Rare educational wall map of the World, intended for use in schools.
Warren's Geographical publications were among the most important and influential primary school geographical texts published in the second half of the 19th Century. The present chart, created as a vistual aid for classroom instruction, is on of the few surviving examples of such visual aids. Below the primary map are 4 smaller maps, showing:
- Chart of Races
- Chart of the States of Society
- Savage or Barbarous
- Half Civilized
- Civilized or Enlightened
- Charts of Governments
- Constitutional Monarchy
- Despotic Monarchy
- Chiefs and Petty Kings
- Charts of Religious Beliefs
- Minor Creeds
- Roman Catholics
- Catholics of Greek Ch.
- Other Pagans
The series was advertised by Cowperthwait & Co. in about 1867 as follows:
WARREN'S GEOGRAPHICAL CHARTS.
In two series. Fourteen Physical and Outline Charts, mounted upon Card-board, making Seven Tablets, in closed in a Portfolio, with Hand-book for Teachers.
We note that the map as also available "on muslin," In reviewing the map in 1868, the Maine Normal wrote:
Warren's Geographica Charts. These are (first series) fourteen in number, mounted upon card-board, making seven tablets, enclosed in a portfolio, and accompanied by a hand book for teachers, intended to illustrate especially Physical Geography. Aside from their value as illustrating the important truths of the contour and general features of the earth, they have the an additional and peculiar worth as illustrating the method of map-drawing by triangulation, of which Hon. E. A. Apgar, Superintendent of Public Instruction for the State of New Jersey, is the author.
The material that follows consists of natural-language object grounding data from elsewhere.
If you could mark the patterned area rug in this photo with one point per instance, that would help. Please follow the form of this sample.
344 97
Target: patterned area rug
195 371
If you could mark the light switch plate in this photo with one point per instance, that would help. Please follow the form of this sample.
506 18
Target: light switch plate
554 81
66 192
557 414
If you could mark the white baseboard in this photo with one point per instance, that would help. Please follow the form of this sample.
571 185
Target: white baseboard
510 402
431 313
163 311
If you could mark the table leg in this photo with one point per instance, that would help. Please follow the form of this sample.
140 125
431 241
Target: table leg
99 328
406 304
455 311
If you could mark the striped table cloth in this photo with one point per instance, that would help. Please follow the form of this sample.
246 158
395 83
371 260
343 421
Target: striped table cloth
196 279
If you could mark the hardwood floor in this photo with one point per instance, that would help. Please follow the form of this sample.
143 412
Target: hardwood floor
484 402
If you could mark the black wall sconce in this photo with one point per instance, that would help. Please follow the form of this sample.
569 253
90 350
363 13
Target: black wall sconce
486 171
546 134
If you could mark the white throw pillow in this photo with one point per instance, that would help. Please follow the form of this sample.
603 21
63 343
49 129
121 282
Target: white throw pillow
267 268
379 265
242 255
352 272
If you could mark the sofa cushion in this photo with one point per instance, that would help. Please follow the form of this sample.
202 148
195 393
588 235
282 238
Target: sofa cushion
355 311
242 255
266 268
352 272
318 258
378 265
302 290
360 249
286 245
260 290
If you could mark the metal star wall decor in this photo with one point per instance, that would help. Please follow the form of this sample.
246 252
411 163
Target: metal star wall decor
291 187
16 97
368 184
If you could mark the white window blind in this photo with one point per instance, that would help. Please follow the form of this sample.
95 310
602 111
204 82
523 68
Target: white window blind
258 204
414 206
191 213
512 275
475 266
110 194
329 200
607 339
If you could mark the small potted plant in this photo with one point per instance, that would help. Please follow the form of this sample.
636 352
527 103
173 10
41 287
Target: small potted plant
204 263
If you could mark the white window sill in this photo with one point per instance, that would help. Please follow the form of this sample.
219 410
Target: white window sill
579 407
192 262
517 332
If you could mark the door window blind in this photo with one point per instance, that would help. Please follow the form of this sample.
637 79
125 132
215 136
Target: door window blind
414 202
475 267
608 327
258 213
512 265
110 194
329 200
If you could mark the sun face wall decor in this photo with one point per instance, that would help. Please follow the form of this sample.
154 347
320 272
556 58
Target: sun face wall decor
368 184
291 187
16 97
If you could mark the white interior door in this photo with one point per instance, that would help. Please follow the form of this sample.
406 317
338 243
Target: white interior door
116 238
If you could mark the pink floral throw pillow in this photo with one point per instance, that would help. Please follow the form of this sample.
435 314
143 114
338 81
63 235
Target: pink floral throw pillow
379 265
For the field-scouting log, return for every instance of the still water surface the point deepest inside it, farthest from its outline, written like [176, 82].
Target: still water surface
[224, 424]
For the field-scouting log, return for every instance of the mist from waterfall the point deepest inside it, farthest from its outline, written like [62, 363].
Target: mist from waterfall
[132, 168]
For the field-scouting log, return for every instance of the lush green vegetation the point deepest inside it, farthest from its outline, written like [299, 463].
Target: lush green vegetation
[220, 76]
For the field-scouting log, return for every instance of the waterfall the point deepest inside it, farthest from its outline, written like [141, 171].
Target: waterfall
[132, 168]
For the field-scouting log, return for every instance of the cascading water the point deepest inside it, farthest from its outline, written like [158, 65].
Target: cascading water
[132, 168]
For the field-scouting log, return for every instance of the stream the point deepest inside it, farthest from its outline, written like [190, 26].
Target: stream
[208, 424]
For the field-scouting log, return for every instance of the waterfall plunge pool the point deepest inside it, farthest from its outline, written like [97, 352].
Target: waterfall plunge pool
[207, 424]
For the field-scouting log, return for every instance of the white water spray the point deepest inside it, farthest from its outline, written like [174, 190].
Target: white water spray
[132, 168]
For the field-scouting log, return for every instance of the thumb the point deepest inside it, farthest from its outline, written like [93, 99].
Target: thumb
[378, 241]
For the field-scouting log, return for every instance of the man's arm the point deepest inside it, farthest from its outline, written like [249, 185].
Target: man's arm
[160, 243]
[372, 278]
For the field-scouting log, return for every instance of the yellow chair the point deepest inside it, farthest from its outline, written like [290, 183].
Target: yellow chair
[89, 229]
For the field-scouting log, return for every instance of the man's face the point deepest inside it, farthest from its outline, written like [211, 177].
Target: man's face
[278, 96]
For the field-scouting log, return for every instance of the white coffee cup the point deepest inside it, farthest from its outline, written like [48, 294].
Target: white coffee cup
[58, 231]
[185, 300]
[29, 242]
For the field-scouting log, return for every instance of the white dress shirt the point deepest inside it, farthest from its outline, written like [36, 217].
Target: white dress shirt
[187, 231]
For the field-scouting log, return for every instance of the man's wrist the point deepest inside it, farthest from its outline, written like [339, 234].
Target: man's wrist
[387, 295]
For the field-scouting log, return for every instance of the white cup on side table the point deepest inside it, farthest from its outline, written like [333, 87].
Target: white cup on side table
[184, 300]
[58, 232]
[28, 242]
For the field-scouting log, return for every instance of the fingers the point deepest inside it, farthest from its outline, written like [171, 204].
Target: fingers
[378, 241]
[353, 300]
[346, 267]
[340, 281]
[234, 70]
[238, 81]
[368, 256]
There are a great many schools scattered over our State, which would be greatly benefited by the introduction and use of these charts. In fact, something of the kind seems indispensable' to that progress toward the simpler and more natural views of geographical science which it is of so much importance that our children should have, and we know of no better maps for the purpose than these. Teachers and school officers should correspond with J. L. Hammett, Boston, or with H. F. Howard, Dixfield, who is the general introducing agent for the works of Messrs. Cowperthwait & Co. in Maine.
The map is exceptionally rare on the market.
OCLC locates a single example (Peabody Essex Museum).